Photo de Florida Memory sur unsplash.com

CINÉMA - Le meilleur du cinéaste Oliver Stone se situe dans ses films critiques de l’histoire politique américaine comme Platoon (1986), Wall Street (1987), Né un 4 juillet (1989), JFK (1992), Nixon (1999) ou Snowden (2016) avec des documentaires comme Une autre histoire de l'Amérique (2013), Conversations avec Monsieur Poutine (2017) et Revealing Ukraine (2019) dont il n’est que producteur pour ce dernier. Le cinéaste ajoute donc un documentaire intitulé JFK : L’Enquête (2021) à sa fiction, JFK, qui était basée sur le livre On the Trail of the Assassins du procureur Jim Garrison (connu pour avoir lancé une enquête sur l'assassinat du président John F. Kennedy).

Incohérences massives

Oliver Stone est sans doute l’un des cinéastes américains les plus incisifs. Le procureur interprété par Kevin Costner à la fin de JFK met les pieds dans le plat par une conclusion qui détonne par rapport à l’accusation permanente de complotisme de nos jours :

"Le complot qui a tué Kennedy fut élaboré au plus haut niveau du gouvernement, exécuté par des guerriers fanatiques et disciplinés de l'appareil clandestin du Pentagone et de la CIA. Parmi eux, Clay Shaw, ici présent. Ce fut une exécution publique, couverte par des sympathisants dans la police de Dallas, le Secret Service, le FBI et la Maison-Blanche, en remontant jusqu'à J. Edgar Hoover et Lyndon Johnson, complices par assistance."

Un patriote doit être prêt à défendre son pays contre son gouvernement, met-il dans la bouche du procureur, citant un citoyen.
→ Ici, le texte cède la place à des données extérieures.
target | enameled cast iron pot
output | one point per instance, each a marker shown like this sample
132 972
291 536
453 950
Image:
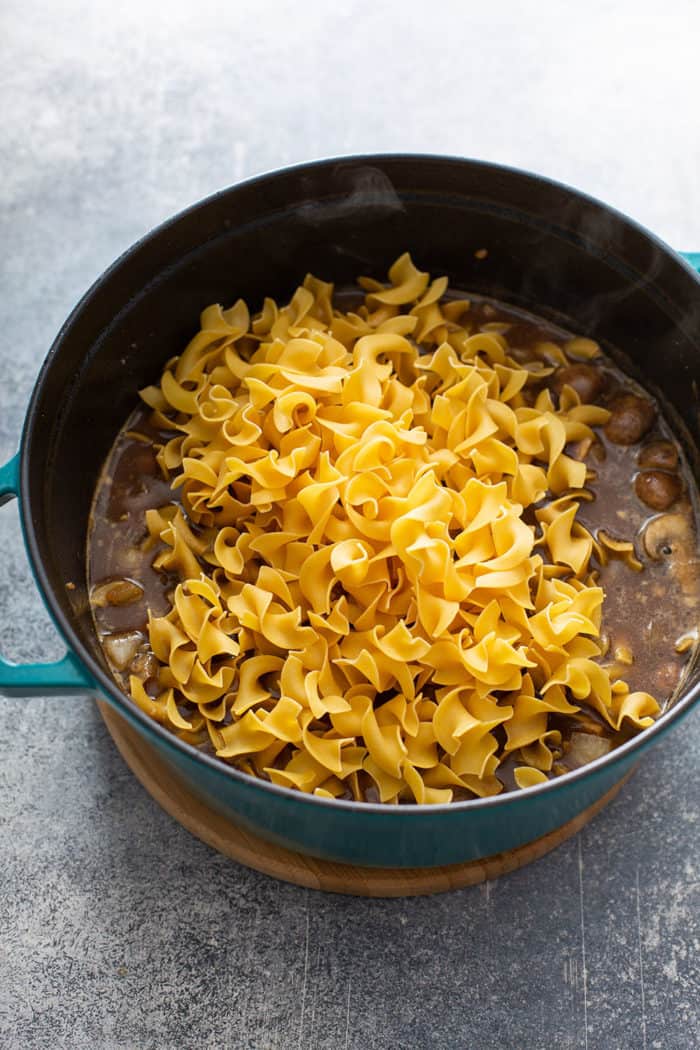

Au début de ce documentaire dense et complexe demandant une attention accrue, Oliver Stone rappelle le contexte et l’assassinat puis interroge plusieurs experts de toutes sortes suite à de nouveaux documents. Le House Select Committee on Assassinations (HSCA) a réinterrogé les témoins. Des incohérences massives ont mis à mal le rapport Warren. Les nombreux enregistrements ont été considérés comme trop explosifs pour être rendus publics et devaient rester scellés jusqu'en 2029, mais une loi visant à élucider plusieurs assassinats dont celui du Président John F. Kennedy a fourni des fonds. L'Assassination Records Review Board, l'ARRB, s’est formée. Plus de deux millions de pages de documents déclassifiés sont hébergées aux Archives nationales dans le Maryland, et depuis le public est libre d’y accéder.

Rappelons quelques faits. Le 22 novembre 1963, le Président John F. Kennedy est assassiné à Dallas. On arrête Lee Harvey Oswald, 24 ans, qui est tué 48 heures après par Jack Ruby dans les garages du quartier général de la police de Dallas, en direct, devant les journalistes et sous les yeux de millions de téléspectateurs alors que la police s'apprêtait à le transférer vers la prison du comté. Le nouveau président, Lyndon Johnson, nomme une commission composée de sept Américains éminents pour enquêter sur l'affaire : Earl Warren, juge en chef des États-Unis, Richard B. Russell, sénateur de la Géorgie, John Sherman Cooper, sénateur du Kentucky, Hale Boggs, représentant de la Louisiane, Gerald R. Ford, représentant du Michigan, John J. McCloy, conseiller présidentiel et… Allen W. Dulles, chef de la CIA. Dans sa conclusion, la Commission Warren se limite seulement à trois tirs : trois douilles d’un fusil ont été trouvées dans un bâtiment au cinquième étage du dépôt de livres scolaires où Lee Harvey Oswald travaillait. Ce dernier a assassiné le président Kennedy. Il l'a fait seul. Il ne faisait pas partie d'une conspiration, nationale ou étrangère. Puis, douze ans plus tard, le film de l'assassinat tourné par le fabricant de robes, Abraham Zapruder, est montré au public.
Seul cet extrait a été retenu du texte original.